Downer was recognized by UW in 2015 as the recipient of the “Distinguished Contributions to Lifelong Learning” award, in part because of her growing interest in promoting e-learning at UW. Downer’s pioneering 12-week online course, Leadership and Management in Health, had graduated 25,242 participants as of March 2020, with an 87% completion rate. More recently, partnering again with the DGH e-Learning Program (eDGH) on a second 12-week professional development course, Project Management in Health, graduated 6,197 participants in its first two offerings, with a completion rate of 88%.
“My work with eDGH has brought me back to my roots in education,” says Downer, “designing educational products that include content and voices from diverse cultural traditions and perspectives. This is critical learning for those working in public health systems throughout the world — and especially important for improving the leadership and management skills of people working in those systems.”
Though officially retiring on June 30, Downer, as an emeritus professor in DGH, will continue to work for a small amount of time from July through December 2020 in order to finish one global health project under way in Cambodia and two online courses before turning them over to others.
At the same time, Downer does plan to be a retired person and reports that she’ll be busy in her garden, as always, and returning to her early roots as she again takes up sailing. Her adventure began — and now continues, it would appear — on the vast waters of our beautiful Pacific Northwest.

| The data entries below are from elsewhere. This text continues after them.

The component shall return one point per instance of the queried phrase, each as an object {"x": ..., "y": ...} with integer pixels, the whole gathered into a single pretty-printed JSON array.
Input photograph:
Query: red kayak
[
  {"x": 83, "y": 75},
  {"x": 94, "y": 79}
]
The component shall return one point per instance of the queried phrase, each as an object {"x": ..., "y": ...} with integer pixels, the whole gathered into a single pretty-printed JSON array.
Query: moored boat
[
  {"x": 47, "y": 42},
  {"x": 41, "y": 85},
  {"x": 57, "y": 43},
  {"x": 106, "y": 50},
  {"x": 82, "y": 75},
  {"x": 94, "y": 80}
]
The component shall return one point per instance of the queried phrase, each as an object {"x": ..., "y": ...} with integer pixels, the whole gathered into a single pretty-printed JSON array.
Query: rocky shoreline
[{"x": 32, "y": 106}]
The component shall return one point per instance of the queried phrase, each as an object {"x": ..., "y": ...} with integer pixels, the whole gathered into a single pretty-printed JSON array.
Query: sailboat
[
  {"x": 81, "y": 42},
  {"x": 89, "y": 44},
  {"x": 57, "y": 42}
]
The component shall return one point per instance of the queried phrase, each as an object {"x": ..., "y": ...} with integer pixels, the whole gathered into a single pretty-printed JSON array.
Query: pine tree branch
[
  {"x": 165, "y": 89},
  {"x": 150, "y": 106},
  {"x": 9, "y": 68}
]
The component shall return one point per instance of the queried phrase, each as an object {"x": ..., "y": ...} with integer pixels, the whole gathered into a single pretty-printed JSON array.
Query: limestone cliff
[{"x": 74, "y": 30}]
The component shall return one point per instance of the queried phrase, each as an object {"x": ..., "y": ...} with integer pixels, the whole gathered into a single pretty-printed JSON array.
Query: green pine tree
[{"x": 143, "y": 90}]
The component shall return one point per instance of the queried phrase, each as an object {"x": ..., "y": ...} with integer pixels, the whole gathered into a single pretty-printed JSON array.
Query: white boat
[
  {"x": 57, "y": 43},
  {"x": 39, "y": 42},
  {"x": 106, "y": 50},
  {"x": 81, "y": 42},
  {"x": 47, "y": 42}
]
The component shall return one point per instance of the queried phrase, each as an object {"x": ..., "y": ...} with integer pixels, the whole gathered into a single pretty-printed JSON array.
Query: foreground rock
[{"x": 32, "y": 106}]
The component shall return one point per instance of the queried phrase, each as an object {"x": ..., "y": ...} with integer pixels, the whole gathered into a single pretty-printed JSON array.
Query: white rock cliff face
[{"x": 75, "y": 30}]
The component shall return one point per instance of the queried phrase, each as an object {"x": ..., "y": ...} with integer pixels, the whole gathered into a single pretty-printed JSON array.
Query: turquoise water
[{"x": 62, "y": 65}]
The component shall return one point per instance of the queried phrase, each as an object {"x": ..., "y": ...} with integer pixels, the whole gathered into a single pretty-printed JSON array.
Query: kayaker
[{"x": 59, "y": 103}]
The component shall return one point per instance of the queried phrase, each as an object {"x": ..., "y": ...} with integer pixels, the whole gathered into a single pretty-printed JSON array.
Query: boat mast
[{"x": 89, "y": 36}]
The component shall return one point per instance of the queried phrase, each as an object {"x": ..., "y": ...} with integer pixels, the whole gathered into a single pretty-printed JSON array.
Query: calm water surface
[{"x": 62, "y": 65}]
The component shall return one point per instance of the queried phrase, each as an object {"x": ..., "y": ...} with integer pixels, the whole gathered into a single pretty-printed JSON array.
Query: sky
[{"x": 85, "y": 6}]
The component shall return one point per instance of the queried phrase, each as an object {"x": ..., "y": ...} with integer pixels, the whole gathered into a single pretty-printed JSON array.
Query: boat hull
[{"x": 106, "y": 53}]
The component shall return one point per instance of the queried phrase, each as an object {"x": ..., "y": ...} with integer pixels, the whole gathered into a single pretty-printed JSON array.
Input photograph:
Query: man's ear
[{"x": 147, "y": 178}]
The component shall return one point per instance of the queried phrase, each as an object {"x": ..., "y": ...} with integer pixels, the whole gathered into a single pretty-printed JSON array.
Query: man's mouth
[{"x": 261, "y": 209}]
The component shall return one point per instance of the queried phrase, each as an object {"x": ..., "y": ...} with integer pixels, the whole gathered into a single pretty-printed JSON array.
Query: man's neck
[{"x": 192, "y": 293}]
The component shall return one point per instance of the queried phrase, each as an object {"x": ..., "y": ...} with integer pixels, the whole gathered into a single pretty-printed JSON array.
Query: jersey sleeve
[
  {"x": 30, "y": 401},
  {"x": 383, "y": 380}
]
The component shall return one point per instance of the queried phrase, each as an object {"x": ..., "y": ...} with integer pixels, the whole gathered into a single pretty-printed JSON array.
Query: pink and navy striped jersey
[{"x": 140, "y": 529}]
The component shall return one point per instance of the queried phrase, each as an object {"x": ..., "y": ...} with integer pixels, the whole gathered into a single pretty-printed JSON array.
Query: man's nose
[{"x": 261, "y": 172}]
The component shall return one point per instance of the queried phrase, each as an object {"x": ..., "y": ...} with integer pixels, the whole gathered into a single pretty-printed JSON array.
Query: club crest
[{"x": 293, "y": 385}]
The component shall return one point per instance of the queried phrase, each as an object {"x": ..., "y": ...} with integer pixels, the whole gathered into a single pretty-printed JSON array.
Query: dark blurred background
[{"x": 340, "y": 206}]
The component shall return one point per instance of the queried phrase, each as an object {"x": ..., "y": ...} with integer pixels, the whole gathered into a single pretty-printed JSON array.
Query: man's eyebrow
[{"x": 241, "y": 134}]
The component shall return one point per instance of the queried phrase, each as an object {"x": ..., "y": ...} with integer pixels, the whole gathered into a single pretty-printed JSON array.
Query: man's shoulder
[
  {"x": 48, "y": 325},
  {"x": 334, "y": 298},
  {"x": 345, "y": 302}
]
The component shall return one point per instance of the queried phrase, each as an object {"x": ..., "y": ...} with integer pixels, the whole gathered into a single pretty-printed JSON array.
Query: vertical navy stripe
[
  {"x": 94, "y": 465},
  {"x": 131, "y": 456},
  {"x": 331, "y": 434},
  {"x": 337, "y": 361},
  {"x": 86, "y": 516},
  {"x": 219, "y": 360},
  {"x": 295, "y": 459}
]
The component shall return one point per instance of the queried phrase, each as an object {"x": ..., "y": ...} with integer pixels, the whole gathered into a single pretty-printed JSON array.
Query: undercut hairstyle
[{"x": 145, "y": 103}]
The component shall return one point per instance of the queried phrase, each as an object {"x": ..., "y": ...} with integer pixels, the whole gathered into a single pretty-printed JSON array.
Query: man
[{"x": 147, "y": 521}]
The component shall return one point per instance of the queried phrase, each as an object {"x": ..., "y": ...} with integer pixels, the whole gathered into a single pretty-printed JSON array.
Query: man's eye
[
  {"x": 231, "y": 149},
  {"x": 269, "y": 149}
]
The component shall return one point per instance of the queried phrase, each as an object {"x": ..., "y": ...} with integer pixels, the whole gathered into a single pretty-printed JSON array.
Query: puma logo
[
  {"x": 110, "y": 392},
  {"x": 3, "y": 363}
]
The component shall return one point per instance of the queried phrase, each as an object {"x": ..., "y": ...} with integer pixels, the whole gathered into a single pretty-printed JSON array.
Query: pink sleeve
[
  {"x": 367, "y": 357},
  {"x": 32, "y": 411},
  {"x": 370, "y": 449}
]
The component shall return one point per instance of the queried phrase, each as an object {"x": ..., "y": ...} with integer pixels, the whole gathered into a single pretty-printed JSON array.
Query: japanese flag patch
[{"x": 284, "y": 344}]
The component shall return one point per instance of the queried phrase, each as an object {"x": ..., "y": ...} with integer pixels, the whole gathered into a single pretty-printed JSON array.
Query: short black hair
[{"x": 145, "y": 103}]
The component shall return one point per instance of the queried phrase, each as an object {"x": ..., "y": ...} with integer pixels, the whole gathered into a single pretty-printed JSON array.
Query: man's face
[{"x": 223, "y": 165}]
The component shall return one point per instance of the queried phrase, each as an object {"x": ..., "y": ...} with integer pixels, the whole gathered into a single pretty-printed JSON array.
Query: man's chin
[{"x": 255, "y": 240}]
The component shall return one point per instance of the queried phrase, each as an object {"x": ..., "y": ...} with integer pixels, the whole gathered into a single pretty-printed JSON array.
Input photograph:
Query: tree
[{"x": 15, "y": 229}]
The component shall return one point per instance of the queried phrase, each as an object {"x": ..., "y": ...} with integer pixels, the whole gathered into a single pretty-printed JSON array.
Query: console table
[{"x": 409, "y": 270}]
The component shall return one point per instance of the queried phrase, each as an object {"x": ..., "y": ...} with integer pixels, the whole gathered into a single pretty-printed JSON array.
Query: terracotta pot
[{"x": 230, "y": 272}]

Downer is truly excited to see I-TECH move into the next phase of its organizational life under the leadership of Dr. Pamela Collins, Professor of Psychiatry and Behavioral Health, Professor of Global Health, and Director of the Global Mental Health Program.
“We all welcome you, Pamela!” says Downer. “I believe with all my heart that you are the right person at the right time for I-TECH. You inherit one of the most competent, resilient, and ethical groups of people you will ever work with — and a vision, mission and set of operating principles that I know are consistent with your own.
“I-TECH has been one of the loves of my life,” she continues, “and I wish you the same sense of fulfillment and pride I have had working with this incredible team of people — past and present — at this incredible university of ours.”